It’s natural to look for silver linings. To search out the tiniest good in what seems an ocean of hopelessness is evidence of God’s handiwork in our very humanity. That is a wonderful thing; without it would make for a miserable existence.
This tendency often crescendos as the holidays near, approaching the end of another year we are tempted to reflect on life, the previous twelve months, and the hurdles leaped, the valleys walked, and the mountains climbed, reexamining our decisions in light of time and perspective, and just perhaps finding diamonds where we first thought lay only coal.
I was recently asked by The Huffington Post to write a few lines responding to, ‘Why I’m Thankful For My Divorce’.
I’m not thankful for my divorce. Anything causing so much pain shouldn’t be celebrated. I don’t wish it on my worst enemy. My gratitude is what I pulled from that wreckage, gathering up pieces of my broken dreams and with them creating something new and better. Divorce was merely the flash paper igniting the change.
If divorce affords us anything it’s the chance to rewind, reflect, and renew, then taking what we learn and choosing to do life differently. Through that I came to see my divorce as a remarkable gift. Outside the shadow of their mother, I now had the freedom to build a unique and lasting bond with my children, one of my own making. A decade later shows it’s the best gift I’ve ever received.
No, during this season of Thanksgiving I’m not thankful for my divorce. I’m thankful for the opportunity it gave me – and not wasting it.
It’s an easy mistake to consider divorce a blessing; this perhaps is the epitome of our fondness to see the brighter side. But there’s a danger in this way of thinking. Doing so may leave us confused about the realities of divorce.
Regardless of how toxic a marriage or incompatible a spouse, it’s no less a travesty when something that began with such hope and enthusiasm comes to an end. Divorce should never, ever, be applauded. So much pain concentrated into one decision must never be considered a blessing for which we are grateful. In truth, divorce is death. It’s the death of love, death of dreams, death of futures. As with anything that dies, especially before its time, we are right to mourn and weep for the loss.
But while divorce takes away it also gives in return. Divorce affords a unique opportunity to rewind, reflect, and renew. Rewind the past, reflect on our decisions, and renew ourselves by taking what we learned and doing things differently in the future.
If we are ever thankful for divorce it ought not be on account of our decision to do so. Instead our gratefulness, if indeed we have arrived as such a place to feel grateful, is in how we nurture and grow out of the decay, how we gather up the pieces of our broken dreams and form something new and better. It becomes right to celebrate and applaud the good that happens in us beyond and through a divorce, never the divorce itself.

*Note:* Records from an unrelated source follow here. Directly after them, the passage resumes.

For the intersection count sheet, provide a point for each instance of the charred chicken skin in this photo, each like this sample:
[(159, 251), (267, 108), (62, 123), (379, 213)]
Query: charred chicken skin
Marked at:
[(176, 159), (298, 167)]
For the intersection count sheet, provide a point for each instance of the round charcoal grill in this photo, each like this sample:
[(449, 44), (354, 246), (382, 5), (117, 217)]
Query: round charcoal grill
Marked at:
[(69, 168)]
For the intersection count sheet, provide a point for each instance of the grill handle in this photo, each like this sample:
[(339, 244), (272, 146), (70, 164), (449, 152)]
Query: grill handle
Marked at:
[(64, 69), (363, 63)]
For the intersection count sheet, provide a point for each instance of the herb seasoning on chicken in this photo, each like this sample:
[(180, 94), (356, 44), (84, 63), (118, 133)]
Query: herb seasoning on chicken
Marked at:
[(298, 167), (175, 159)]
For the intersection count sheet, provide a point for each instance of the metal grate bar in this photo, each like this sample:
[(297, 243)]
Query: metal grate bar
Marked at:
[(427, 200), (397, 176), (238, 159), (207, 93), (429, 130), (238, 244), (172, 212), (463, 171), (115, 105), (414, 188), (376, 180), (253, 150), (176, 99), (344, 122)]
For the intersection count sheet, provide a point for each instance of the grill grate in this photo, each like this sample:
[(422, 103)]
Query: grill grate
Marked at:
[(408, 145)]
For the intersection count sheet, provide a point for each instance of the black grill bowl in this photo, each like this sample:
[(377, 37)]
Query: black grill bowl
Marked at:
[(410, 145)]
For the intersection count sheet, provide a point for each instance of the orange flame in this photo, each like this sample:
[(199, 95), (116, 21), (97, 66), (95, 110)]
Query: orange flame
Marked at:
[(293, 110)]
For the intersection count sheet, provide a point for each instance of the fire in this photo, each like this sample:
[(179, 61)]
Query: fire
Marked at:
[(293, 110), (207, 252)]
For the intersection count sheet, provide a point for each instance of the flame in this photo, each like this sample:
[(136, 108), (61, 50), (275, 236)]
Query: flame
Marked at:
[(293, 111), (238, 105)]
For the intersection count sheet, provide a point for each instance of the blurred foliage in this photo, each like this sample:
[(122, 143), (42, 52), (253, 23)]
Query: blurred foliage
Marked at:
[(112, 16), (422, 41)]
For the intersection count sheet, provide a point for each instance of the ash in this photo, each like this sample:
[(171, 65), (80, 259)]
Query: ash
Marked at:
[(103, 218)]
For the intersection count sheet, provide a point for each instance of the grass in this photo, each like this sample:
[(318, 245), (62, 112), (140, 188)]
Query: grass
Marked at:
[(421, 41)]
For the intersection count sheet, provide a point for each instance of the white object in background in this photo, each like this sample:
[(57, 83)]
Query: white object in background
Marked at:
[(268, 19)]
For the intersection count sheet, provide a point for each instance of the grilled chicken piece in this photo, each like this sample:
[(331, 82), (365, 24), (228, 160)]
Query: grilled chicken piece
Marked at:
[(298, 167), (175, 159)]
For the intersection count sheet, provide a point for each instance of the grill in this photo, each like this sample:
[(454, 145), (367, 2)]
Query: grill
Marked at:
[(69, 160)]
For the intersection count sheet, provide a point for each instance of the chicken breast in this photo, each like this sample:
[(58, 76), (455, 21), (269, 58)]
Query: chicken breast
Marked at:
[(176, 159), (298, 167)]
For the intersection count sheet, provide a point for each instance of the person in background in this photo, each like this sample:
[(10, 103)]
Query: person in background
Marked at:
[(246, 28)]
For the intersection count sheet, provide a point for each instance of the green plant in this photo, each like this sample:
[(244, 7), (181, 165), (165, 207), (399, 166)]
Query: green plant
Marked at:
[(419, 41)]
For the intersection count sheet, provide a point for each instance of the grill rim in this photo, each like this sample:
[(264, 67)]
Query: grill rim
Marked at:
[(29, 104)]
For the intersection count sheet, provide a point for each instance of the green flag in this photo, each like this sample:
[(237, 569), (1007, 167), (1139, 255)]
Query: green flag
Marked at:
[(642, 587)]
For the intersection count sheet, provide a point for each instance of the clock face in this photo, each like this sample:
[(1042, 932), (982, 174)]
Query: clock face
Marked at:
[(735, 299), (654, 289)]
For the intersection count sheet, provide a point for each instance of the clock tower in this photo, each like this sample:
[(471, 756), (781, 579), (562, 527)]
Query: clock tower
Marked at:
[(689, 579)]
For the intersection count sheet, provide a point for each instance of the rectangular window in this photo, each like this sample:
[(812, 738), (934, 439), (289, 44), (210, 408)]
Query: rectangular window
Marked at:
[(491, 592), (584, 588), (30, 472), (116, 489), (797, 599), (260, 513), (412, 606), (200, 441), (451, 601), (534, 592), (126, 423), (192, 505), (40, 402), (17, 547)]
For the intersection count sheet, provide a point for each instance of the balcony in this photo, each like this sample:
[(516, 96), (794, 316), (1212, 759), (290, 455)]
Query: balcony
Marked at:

I can say with absolute certainty my divorce gave me the opportunity to be a better father. Yet in reality, the more appropriate word is it ‘forced’ me to be a better father. That is none too small of an admission and took nearly five years to accept. Motherhood casts a long, wide, beautiful shadow and it is often difficult for dads to find their place in the sun. Fatherhood routinely gets lost in a mother’s shade.
Divorce changed all that. For nearly a decade, I have had the opportunity to shine into my children’s lives in a way never imaginable as a married man. This didn’t occur naturally. Becoming a divorced dad to a three year and eighteen month old, I initially focused more time on my reemerging social life than any fatherhood responsibilities. I believed my opportunity lied in a newfound freedom not in nurturing a special relationship with my children. Yet time, and especially circumstance, taught me to see my divorce in a brighter light. The moment I did that the mounds of frozen bitterness, anger, and resentment that had piled up in my heart began melting away.
Considering all the good that’s happened in the past ten years, including a relationship that will soon lead to marriage and a deep bond with my children, I’m no more thankful for my divorce today than I was the day it happened. Such pain, sorrow, and heartache are something I would never want for myself or anyone else.
Yet I am grateful for finally recognizing the opportunities that my divorce provided. How it motivated me to rewind, reflect, and renew which led me on the journey through an Emotional Winter that gave me new wisdom of, among other things, ‘to find the right one, I must be the right one’. None of that could have happened if not for a divorce.
As the holiday season approaches and I’m inclined to look over the last year and my life, I will not be thankful for a divorce. I will give thanks for the opportunities it offered and that I hopefully didn’t waste them.